Masters Theses

Date of Award


Degree Type


Degree Name

Master of Arts



Major Professor

Michael L. Keene

Committee Members

Russel Hirst, Mary Jo Reiff


This study presents a rhetorical analysis of the International Friendship Bell in Oak Ridge, Tennessee, with particular attention to how it relates to the World War II Manhattan Project. The rhetorical theories of identification, presence, and civic religion elucidated by Kenneth Burke, Chaїm Perelman and Lucie Olbrechts-Tyteca, and Gregory Clark, respectively, provide a theoretical amalgamation by which we can view and study the material object of the bell. As we use this combined theory to scaffold a rhetorical analysis of the bell, we discover several important ways in which the object of the bell, and its surrounding controversy, illustrate the theory.

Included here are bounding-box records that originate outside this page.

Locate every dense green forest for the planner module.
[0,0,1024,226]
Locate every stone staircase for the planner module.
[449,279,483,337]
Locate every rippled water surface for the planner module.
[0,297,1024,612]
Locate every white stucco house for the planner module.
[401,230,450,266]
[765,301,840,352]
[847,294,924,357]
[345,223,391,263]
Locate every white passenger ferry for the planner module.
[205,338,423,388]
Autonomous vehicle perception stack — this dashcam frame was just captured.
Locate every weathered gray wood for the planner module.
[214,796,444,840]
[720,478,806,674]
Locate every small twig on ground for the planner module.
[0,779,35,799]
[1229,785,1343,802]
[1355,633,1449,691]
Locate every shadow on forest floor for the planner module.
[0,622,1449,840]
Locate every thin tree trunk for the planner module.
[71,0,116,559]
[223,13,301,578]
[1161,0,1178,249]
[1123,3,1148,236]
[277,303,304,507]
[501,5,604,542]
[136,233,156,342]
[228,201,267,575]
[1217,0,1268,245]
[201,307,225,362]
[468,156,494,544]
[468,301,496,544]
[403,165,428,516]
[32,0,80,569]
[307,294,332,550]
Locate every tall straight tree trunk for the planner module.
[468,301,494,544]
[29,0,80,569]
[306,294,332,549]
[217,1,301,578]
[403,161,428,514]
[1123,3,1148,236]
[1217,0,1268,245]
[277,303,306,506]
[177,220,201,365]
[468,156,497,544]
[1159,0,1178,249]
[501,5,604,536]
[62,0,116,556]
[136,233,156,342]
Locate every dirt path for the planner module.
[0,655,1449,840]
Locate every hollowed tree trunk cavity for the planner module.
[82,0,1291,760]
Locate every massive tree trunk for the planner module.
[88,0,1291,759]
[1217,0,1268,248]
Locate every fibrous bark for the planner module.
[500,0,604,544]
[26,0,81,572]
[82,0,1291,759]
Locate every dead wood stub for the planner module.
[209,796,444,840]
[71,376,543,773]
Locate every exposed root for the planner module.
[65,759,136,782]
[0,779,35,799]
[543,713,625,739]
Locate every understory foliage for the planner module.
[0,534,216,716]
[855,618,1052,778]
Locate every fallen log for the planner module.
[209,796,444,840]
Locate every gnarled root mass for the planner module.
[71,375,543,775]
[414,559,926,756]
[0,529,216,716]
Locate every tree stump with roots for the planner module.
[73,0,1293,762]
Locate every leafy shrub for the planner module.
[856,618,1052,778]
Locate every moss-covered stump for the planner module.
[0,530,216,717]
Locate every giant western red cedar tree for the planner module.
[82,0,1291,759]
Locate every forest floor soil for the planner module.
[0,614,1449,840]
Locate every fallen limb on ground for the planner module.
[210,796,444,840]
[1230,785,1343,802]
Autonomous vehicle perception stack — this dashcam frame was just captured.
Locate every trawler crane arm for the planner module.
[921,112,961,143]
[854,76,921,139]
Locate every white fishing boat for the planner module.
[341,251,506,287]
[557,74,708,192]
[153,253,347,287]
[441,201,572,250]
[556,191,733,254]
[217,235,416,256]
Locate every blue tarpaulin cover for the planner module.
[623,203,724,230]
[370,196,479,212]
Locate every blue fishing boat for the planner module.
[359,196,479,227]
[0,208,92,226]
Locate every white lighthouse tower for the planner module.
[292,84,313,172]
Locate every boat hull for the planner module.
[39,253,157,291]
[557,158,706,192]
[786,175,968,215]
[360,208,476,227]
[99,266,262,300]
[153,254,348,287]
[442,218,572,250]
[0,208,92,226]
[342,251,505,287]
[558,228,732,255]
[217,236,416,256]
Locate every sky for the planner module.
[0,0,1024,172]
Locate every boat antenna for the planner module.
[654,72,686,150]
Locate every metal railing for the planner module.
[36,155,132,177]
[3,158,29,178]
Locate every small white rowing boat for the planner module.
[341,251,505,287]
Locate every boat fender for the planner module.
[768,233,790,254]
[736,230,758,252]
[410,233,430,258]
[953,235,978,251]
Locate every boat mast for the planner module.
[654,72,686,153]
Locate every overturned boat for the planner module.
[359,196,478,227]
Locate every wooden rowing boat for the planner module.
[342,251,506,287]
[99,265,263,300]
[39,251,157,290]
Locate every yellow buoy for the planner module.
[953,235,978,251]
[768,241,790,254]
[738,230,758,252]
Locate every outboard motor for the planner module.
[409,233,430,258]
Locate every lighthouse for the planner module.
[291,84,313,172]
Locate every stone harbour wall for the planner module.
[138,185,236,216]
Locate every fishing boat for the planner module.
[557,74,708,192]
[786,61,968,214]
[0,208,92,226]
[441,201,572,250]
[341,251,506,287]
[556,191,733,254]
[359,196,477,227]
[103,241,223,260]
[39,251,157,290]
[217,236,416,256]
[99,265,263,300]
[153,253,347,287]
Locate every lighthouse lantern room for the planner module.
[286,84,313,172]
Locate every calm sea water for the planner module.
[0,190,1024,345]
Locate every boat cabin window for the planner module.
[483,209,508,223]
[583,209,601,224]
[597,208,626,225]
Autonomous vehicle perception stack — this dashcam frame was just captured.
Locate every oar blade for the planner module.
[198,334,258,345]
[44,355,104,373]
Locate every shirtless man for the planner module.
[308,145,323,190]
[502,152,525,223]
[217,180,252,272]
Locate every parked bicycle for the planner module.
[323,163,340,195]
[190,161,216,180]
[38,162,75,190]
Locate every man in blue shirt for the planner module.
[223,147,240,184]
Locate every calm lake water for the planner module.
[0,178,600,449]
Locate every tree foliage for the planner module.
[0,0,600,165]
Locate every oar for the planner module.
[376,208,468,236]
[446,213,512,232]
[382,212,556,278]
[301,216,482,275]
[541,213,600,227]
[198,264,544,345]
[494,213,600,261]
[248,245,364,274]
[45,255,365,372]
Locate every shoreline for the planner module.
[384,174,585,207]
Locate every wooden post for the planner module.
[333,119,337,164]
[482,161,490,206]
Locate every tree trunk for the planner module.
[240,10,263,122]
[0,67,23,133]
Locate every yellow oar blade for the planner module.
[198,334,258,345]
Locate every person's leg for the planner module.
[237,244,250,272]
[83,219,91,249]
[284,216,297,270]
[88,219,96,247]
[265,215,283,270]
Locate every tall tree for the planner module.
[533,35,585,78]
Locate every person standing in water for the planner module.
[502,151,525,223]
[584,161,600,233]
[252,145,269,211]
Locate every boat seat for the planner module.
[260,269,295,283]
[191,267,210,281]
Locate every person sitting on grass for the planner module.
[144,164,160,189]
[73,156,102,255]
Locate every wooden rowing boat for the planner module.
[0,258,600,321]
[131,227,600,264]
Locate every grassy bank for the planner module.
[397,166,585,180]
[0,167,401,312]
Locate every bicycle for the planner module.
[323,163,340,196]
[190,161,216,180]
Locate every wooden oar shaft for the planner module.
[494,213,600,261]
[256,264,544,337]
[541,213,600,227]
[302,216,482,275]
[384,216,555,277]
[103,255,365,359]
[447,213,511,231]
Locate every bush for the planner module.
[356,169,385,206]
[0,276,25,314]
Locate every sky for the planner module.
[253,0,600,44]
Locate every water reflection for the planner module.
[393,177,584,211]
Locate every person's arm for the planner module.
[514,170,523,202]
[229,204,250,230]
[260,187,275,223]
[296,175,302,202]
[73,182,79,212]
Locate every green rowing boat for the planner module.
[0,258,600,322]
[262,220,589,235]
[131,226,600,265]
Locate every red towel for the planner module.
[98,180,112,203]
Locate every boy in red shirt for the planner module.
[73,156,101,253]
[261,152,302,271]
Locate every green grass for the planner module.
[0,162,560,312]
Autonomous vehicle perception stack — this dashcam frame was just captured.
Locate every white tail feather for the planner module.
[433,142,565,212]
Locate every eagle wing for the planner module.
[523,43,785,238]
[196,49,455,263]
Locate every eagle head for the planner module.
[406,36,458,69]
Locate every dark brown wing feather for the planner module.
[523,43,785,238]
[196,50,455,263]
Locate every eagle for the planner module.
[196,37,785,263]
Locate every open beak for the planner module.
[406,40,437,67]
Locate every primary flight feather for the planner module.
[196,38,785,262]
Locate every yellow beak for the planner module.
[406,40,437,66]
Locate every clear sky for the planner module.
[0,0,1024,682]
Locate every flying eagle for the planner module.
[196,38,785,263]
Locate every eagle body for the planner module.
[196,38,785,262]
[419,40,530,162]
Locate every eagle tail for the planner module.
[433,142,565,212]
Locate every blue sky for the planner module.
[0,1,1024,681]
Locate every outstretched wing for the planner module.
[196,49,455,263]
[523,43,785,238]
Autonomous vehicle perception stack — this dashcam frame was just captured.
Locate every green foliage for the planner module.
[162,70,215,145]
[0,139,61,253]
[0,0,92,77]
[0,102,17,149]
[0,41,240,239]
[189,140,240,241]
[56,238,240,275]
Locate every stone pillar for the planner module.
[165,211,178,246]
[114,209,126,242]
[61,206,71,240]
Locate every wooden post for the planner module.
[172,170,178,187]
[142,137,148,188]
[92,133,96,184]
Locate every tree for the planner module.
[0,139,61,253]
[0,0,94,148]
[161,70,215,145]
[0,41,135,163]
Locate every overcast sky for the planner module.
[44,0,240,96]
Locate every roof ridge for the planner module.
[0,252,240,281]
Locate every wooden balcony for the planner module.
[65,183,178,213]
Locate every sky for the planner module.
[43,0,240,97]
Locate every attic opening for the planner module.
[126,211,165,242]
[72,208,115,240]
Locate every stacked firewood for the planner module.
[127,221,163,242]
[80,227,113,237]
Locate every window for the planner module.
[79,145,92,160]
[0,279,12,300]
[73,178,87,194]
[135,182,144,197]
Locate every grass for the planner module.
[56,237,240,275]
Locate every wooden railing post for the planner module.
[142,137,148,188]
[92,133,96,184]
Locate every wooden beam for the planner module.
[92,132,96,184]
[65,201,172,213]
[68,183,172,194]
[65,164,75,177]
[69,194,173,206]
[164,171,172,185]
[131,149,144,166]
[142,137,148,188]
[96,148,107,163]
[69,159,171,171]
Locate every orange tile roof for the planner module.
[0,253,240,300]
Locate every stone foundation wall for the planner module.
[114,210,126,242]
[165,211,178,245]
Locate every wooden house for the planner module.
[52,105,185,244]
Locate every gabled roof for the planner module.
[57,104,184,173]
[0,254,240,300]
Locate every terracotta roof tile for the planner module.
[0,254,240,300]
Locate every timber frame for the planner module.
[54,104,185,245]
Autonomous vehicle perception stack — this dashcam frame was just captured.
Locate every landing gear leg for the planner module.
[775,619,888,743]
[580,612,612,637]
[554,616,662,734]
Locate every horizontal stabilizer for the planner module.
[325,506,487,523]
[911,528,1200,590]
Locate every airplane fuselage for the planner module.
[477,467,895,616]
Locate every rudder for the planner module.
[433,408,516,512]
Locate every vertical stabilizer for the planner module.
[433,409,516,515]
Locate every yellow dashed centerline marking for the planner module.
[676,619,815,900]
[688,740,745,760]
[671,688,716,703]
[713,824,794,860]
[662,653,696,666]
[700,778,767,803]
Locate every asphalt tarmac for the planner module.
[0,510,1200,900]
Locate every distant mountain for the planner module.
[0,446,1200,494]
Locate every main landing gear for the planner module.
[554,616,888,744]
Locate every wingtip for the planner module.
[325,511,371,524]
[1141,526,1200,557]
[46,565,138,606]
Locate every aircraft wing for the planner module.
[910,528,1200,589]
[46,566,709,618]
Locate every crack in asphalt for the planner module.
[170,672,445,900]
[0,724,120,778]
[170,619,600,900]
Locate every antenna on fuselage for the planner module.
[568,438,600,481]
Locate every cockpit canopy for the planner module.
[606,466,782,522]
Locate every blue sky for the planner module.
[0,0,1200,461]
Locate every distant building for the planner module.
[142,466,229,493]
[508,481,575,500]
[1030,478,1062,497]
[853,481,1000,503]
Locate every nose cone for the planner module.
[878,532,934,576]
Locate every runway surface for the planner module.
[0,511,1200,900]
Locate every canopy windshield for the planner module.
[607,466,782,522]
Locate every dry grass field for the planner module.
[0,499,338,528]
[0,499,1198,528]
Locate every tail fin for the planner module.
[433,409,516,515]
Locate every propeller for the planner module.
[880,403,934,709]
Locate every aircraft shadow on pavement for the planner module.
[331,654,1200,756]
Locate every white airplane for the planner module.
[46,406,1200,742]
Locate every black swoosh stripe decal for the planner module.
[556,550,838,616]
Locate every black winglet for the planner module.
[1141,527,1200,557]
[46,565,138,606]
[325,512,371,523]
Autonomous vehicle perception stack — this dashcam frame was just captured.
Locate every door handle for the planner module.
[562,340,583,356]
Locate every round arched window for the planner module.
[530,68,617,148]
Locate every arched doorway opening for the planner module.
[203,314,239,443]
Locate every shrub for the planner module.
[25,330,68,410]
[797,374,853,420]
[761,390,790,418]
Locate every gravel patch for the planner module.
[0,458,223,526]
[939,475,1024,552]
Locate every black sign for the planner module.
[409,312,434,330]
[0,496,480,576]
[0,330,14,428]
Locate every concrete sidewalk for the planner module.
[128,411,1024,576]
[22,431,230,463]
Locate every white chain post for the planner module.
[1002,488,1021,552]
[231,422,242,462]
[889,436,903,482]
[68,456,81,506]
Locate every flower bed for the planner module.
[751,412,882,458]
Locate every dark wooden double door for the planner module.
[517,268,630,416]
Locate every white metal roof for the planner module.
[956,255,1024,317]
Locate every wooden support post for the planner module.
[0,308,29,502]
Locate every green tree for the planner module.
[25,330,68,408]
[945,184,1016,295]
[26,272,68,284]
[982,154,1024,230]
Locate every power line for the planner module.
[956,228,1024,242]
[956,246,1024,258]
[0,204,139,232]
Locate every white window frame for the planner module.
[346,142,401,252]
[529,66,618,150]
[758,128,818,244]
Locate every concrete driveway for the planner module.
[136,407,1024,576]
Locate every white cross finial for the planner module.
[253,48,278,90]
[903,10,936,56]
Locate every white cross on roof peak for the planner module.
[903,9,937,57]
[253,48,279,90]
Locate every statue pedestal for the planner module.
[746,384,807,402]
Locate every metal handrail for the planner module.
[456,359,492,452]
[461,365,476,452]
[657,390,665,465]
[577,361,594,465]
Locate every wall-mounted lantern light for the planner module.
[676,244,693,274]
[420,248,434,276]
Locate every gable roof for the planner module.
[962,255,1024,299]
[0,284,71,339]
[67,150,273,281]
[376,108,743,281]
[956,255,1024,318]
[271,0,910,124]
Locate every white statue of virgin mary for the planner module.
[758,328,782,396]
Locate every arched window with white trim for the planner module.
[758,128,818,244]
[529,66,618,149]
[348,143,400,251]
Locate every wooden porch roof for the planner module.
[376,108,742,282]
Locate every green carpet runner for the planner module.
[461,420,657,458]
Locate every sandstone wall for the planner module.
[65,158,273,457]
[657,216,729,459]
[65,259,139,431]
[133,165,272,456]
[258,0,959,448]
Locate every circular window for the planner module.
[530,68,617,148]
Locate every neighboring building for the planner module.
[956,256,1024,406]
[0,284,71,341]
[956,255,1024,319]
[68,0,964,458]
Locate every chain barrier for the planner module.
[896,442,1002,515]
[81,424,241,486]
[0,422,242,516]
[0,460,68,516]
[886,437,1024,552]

First, we discover that three distinct groups have experienced Burke’s notion of alienation, or separation, because of the development of the nuclear weapon. Each group, in an attempt to regain a sense of solidarity, attempts to use identification as a means of rebuilding the broken relationship. Meanwhile, each group illustrates Perelman’s and Olbechts-Tyteca’s idea of presence by including material that encourages identification, while omitting or underplaying information that might be harmful to the argument. Finally, each group exhibits Clark’s civic religion by attaching religious significance to the bell for rhetorical purposes.